Managing Pointers to static content
As noted in the create section where a new version of static content is created the NRLS prefers that a new Pointer be created to reference that static content. This is as opposed to the existing Pointer being modified to reflect the new content. For more detail see figure 2 but in brief each time a new version of a Pointer is created the existing one should be marked as superseded and the new Pointer becomes current. The way that this is achieved is through the combined use of three properties on the Pointer –
- Master Identifier
- Related Pointers
Figure 2: How Pointers versions are maintained in NRLS. Each time a new Pointer version is needed the create message should reference the master identifier of the Pointer that is to be superceded
When the first version of a Pointer is created the Provider supplies it’s status as current and it assigns a master identifier value (value is 1 in figure 2).
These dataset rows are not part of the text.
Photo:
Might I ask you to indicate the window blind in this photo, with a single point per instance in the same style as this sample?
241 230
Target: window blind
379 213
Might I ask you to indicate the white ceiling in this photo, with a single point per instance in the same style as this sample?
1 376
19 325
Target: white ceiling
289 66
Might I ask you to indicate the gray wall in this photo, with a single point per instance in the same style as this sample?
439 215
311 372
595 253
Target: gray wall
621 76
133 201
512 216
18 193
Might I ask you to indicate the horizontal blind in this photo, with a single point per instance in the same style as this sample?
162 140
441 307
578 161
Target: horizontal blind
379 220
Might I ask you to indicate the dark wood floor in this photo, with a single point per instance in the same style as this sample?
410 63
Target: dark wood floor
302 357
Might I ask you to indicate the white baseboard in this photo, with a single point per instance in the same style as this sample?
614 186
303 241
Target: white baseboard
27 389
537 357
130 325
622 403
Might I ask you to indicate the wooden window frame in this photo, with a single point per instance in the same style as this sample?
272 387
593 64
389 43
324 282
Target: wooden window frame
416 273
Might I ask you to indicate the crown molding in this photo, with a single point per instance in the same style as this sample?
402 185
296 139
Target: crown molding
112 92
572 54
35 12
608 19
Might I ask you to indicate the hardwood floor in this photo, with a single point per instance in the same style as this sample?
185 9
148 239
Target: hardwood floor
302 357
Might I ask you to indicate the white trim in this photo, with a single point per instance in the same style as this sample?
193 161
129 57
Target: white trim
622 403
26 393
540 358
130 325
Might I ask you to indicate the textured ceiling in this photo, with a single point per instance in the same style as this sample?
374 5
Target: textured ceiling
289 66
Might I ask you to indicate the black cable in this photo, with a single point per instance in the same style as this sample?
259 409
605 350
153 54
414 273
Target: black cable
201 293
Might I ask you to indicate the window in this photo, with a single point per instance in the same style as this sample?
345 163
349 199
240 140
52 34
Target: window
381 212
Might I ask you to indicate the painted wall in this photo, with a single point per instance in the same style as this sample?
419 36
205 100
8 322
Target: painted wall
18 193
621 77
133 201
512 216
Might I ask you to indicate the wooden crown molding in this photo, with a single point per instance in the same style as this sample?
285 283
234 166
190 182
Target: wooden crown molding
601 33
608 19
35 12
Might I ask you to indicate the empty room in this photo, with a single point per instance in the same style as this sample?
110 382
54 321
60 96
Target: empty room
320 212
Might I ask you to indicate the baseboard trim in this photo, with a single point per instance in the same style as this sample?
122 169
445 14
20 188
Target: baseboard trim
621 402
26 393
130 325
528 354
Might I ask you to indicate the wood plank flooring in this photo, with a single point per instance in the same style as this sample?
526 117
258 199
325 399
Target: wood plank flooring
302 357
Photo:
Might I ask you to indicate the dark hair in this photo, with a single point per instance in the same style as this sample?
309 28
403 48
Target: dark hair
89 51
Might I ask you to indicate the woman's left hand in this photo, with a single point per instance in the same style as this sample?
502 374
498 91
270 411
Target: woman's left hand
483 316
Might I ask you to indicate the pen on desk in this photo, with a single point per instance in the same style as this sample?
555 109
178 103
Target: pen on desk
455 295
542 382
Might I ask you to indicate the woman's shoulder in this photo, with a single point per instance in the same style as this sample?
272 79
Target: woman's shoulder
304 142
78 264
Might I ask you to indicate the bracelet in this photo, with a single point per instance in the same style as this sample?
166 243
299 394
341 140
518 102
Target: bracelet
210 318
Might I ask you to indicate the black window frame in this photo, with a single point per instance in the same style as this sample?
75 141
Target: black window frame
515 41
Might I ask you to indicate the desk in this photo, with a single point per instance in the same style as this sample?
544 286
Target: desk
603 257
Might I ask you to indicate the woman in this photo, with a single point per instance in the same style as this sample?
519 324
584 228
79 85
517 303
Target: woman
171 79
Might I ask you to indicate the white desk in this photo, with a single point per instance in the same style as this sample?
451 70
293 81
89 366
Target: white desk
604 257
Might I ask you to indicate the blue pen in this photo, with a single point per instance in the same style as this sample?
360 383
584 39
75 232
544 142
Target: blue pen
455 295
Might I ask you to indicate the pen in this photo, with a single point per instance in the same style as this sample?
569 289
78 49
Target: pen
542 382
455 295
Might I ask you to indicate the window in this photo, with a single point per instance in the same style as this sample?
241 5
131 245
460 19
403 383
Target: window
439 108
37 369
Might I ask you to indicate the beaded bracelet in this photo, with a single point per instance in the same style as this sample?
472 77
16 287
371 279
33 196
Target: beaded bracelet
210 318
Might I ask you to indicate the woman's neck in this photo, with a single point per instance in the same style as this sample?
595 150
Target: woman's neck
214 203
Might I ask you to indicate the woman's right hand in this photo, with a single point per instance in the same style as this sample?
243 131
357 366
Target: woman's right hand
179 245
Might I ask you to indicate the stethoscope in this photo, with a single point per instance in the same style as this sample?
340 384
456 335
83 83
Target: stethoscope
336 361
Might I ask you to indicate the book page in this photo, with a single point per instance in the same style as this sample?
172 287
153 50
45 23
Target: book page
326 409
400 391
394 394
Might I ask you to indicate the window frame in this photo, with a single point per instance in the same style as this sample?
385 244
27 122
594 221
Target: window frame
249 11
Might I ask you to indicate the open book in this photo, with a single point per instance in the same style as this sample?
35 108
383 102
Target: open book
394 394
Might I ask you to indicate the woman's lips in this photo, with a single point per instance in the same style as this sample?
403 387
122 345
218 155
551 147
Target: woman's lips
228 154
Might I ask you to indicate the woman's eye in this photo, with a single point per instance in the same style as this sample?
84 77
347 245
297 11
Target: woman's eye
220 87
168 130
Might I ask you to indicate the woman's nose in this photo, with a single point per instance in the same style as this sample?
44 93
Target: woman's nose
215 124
Note that master identifier is optional however if Provider’s wish to use the NRLS to maintain a chain of Pointer versions then master identifier will be required. In this first version of the Pointer the related pointers collection will be empty.
The end result of asking the NRLS to create that Pointer is illustrated on the left-hand side of figure 2 above – a Pointer has been persisted with a Provider issued master identifier and a status of current.
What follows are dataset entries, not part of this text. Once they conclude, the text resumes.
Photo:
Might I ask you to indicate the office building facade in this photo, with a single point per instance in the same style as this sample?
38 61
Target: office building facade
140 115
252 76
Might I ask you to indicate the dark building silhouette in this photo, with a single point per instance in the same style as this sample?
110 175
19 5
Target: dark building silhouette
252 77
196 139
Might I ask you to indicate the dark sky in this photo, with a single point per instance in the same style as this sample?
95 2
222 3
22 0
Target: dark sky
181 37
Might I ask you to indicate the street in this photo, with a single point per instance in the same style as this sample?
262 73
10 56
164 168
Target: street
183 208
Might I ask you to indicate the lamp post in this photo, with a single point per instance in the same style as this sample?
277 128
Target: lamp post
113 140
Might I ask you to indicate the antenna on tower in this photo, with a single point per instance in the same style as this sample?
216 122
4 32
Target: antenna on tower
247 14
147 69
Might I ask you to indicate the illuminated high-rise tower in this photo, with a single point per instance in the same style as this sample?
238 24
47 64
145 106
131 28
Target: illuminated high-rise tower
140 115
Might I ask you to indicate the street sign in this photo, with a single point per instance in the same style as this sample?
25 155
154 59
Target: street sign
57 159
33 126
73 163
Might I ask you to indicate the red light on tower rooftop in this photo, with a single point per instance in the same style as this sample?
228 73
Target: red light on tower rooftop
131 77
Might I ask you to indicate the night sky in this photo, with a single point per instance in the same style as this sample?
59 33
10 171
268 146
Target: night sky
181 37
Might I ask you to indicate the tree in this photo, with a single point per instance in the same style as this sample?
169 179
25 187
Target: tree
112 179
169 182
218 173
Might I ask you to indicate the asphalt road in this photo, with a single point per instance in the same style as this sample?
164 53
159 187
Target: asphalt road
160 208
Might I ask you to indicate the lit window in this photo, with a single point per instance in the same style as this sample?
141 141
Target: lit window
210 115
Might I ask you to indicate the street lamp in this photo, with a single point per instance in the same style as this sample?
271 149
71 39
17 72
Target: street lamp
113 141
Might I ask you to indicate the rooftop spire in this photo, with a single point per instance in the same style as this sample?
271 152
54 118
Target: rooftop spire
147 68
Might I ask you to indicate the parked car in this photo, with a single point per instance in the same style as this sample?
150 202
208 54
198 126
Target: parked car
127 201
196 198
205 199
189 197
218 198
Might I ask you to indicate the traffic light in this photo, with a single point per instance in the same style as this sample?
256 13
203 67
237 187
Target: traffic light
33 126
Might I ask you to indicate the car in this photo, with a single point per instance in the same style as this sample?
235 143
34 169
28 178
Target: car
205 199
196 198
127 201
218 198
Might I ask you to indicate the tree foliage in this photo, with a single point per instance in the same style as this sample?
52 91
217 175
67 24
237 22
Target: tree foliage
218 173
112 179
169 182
At some point in the future the Provider determines that a new version of the Pointer should be created perhaps because the static content that the original Pointer references has changed. In this case the Provider wants the end state to be that a new Pointer is created to reference the new static content and that the existing Pointer is marked as superseded.
The NRLS supports the transition to the end state above by leveraging the related pointers property in conjunction with master identifier and status. The Provider creates a new Pointer where the status is marked as current, it has a master identifier value (value is 2 in figure 2) that is different from the existing Pointer’s master identifier (see Pointer identity for more detail) and the related pointers collection is populated with the master identifier of the existing Pointer (value is 1 in figure 2).
Upon receipt of this Pointer the NRLS takes the resolves the related Pointer and sets its status to superseded. Once this has been successfully completed the NRLS persists the new pointer. The end result is that the NRLS is now in the state described above; two Pointers exist where one has been superseded by the other. This pattern of superseding can be repeated indefinitely by a Provider leading to multiple superseded versions of a Pointer but there is only ever one current version.
A consequence of creating a relationship between Pointers where one superseded another is that a lineage of Pointers is created.
In this context lineage is used to describe the line of descendants of an original Pointer. This line in effect describes each of the different versions of the content that each Pointer references. It’s a view of the evolution of the content with the oldest content being replaced by newer content.
The related Pointer element of a given Pointer can be used to find its direct ancestor and once that ancestor is found if it has a related Pointer element then that relationship can be resolved and so on until the entire lineage is built up.
Figure 3: Pointer lineage. As soon as a Pointer is replaced (superseded) by another one then a linage of related Pointers is created.
Figure 3 above illustrates the lineage concept. Three Pointers exists in NRLS (1,2 & 3). Pointer 1 was the original and references content in the Provider’s system. After Pointer 1 was published a new version of the content that it references was created. This triggered the Provider to publish a new Pointer (2) that superseded the Pointer 1. Finally, the process was repeated with Pointer 3 which references the newest version of the content.